Vlitnik’s fat mouth quivered. Then it pulled into a smile. “I like you,” he said.

She flicked at a remaining drop of vodka on her cheek. “Really. You have a funny way of showing it.”

“I like you a
lot
.”

She felt her stomach clench, suddenly realizing how ridiculously defenseless she was in this room with three giant men who might not realize the baggy shirt she wore hid her pregnancy. Or might not care.

She tightened her grasp on the sofa cushions, steeling herself for what might come next.

“I’ll give you a thousand dollars to find him,” Vlitnik said.

Her exhale came out in a loud rush. A thousand would help. It might cover a clinic visit and some back rent. But it wasn’t close to enough. “You promised ten
.”

“One now.” He inched closer. “And if you can
bring
me Alec Petrov, I will pay you the rest.”

“Nine more?”

He nodded and raised his right hand as if his sausage-fingered oath meant anything. “You have my word,” he said solemnly.

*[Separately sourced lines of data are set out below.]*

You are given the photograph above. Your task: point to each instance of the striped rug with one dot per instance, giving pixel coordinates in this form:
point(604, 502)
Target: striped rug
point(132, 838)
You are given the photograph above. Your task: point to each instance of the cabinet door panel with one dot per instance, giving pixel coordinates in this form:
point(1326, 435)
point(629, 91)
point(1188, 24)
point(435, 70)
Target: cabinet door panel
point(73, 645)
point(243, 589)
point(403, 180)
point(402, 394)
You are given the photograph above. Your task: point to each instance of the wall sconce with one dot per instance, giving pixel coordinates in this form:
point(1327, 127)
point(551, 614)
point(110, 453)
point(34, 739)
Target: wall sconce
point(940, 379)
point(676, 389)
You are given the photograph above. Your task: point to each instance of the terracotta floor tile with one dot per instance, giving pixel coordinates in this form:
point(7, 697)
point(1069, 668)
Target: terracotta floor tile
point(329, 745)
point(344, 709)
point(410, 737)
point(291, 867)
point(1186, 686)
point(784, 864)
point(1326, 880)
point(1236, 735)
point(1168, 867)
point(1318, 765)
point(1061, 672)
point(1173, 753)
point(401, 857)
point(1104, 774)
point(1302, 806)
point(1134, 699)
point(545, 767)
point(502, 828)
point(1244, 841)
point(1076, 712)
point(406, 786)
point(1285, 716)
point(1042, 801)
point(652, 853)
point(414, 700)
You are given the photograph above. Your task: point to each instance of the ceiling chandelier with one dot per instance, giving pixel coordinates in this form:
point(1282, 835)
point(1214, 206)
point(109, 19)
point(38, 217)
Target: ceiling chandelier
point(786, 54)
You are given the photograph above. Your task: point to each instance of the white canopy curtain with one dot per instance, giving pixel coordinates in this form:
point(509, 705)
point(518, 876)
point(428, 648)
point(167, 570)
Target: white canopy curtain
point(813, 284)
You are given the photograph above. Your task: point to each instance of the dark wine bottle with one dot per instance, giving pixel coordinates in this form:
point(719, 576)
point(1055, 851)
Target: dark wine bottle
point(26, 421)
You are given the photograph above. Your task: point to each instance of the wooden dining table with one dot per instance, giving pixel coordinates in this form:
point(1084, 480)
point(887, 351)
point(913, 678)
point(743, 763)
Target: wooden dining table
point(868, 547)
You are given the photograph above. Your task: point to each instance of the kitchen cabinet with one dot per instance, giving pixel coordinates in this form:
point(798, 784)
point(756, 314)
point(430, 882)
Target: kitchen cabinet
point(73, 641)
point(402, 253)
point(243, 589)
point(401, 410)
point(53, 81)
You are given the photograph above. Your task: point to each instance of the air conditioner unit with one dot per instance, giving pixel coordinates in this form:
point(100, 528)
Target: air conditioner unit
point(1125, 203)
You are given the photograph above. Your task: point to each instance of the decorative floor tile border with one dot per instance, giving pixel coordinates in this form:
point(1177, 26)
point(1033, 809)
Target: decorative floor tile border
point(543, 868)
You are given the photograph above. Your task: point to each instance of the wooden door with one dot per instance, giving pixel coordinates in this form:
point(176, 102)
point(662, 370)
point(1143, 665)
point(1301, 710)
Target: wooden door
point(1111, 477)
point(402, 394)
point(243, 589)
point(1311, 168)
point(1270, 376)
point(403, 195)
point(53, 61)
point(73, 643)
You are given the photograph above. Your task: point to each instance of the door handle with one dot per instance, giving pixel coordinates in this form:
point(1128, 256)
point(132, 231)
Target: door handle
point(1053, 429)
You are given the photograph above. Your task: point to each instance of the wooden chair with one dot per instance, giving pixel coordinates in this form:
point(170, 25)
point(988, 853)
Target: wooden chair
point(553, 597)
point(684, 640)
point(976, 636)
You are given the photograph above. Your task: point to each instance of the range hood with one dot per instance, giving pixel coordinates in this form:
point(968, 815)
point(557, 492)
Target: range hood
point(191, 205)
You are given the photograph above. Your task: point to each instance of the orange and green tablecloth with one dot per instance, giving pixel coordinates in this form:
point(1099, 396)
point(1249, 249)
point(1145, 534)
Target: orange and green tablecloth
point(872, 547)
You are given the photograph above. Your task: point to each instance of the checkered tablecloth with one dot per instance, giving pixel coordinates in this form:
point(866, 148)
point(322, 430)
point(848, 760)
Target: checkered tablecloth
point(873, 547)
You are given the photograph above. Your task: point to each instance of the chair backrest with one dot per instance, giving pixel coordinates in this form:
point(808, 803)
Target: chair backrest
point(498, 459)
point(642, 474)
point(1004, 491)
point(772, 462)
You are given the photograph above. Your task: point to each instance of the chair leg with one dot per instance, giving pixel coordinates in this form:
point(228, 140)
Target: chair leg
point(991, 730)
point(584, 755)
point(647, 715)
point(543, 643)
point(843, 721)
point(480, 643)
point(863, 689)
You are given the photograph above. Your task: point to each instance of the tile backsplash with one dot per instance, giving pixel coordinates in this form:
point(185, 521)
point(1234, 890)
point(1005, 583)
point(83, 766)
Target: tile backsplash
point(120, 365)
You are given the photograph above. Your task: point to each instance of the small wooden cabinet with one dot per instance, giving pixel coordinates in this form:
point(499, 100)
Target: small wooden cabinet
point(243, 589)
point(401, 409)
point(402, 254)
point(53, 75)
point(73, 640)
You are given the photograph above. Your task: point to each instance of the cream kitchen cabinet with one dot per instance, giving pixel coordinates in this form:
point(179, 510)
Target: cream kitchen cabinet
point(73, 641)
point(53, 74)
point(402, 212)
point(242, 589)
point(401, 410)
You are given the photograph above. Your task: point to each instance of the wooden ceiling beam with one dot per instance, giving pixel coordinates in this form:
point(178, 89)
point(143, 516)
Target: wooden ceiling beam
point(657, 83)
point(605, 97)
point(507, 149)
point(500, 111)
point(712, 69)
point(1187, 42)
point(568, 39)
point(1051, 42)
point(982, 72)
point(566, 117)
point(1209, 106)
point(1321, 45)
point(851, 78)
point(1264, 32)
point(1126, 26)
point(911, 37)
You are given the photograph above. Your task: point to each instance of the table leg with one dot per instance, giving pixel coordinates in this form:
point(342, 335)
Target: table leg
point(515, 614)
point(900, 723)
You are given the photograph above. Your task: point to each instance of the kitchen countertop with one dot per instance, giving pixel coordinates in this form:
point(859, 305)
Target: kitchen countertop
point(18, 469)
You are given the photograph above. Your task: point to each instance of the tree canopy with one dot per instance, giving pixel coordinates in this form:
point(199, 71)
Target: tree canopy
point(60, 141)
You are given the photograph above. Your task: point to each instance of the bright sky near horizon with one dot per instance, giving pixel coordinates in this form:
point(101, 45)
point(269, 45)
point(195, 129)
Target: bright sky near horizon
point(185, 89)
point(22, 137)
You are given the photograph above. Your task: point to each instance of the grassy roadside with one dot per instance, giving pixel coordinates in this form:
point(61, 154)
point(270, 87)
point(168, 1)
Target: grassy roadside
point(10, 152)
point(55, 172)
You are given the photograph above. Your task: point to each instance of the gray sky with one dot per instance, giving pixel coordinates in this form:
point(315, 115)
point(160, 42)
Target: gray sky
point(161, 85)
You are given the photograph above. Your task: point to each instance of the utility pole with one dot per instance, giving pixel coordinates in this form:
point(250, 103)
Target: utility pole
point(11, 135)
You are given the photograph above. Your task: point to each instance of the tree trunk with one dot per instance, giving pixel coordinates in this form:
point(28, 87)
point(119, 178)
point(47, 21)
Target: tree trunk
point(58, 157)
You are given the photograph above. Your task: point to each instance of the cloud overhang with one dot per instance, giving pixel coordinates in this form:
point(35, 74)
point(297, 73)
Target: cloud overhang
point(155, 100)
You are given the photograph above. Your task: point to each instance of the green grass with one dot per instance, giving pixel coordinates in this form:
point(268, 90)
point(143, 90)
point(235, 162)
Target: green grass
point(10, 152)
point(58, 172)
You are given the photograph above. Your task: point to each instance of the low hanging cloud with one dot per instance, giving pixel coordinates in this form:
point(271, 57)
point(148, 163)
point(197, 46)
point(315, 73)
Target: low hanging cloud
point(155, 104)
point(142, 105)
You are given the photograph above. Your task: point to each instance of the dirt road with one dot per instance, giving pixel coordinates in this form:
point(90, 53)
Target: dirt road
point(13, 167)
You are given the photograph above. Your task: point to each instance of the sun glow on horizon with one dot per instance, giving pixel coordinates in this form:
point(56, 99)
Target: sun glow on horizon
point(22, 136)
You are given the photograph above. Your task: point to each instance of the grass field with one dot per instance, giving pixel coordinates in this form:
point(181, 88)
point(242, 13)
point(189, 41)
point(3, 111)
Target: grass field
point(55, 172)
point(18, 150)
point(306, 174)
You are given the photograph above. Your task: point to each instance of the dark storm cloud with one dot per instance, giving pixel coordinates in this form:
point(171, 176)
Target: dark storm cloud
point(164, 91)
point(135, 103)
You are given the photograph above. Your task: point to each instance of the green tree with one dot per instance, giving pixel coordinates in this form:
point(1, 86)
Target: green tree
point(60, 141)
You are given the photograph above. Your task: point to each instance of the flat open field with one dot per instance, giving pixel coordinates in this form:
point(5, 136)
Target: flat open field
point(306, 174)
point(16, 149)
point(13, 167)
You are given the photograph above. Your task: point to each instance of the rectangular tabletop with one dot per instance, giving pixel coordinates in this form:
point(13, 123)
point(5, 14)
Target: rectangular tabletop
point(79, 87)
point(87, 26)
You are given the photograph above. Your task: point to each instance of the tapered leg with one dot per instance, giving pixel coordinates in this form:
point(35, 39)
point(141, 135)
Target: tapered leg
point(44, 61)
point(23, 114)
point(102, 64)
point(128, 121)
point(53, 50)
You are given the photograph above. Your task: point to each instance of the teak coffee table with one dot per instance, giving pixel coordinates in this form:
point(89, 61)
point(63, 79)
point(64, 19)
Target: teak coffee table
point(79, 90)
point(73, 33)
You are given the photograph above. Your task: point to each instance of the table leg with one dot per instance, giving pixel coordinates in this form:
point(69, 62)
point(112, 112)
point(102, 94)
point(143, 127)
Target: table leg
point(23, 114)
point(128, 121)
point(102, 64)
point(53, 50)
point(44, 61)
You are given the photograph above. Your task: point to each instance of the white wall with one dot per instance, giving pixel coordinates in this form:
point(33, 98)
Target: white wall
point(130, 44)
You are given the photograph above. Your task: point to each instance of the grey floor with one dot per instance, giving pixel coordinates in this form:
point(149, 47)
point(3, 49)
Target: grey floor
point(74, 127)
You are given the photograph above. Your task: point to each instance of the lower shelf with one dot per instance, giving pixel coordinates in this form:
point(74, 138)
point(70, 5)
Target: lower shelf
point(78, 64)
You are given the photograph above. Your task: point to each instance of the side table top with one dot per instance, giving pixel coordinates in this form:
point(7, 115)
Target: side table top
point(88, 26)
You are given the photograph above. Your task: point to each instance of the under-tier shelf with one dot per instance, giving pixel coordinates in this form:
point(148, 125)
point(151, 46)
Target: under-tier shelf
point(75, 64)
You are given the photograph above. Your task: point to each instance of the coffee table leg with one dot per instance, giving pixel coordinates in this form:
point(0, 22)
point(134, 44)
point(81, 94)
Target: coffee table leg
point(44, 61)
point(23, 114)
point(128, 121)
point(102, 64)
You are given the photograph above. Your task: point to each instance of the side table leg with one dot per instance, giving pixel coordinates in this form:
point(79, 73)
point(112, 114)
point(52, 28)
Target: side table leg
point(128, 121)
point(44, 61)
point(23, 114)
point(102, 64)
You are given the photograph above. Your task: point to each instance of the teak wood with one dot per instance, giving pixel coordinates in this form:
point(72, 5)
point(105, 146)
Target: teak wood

Without thinking, she put her hand on her stomach. Ten thousand dollars meant a doctor and a safe place to live while she was pregnant. Maybe she could call one of the girls she’d met at that studio and have them look around.

Vlitnik pushed himself up and reached into his back pocket and pulled out a wad of cash the size of her fist.

Before she knew what was happening, he was peeling off hundred-dollar bills until he had ten, and then he handed them to her. She was almost afraid to reach for the money.

Was this a trick? Would he snag her arm and throw her down so they could all gangbang her for laughs? But there was the money, held out like a real offering. She took it with a shaky hand, and nothing happened to her.

“Find him,” he said. “You know what he looks like, what kind of places he hangs out.”

She nodded, squeezing the bills so hard it was a wonder the edges didn’t cut her palm.

“If you do, I’ll pay the whole reward to you. If you don’t, you’ll be fucking sorry if you come sniffing around here again.”

She nodded, wondering if she had to shake his hand or something. She stepped away from the sofa, and him.

If only she could find Cole. Maybe he’d have a cell phone number for his former trainer. And maybe…pigs would land at Newark. Her man had ditched her before she even had a chance to tell him she was pregnant.

“Thanks,” she murmured, a little disgusted with herself for thanking him, but whatever.

Nobody moved, so she headed to the front of the house. Were they going to let her walk out of there with a thousand dollars? She waited for one of them to grab her from behind and take it away, but that didn’t happen.

Instead, she walked toward the door. A hissing sound coming from a darkened corridor to her left made her glance there without slowing her step. She had a grand in her pocket, nothing was going to make her stop.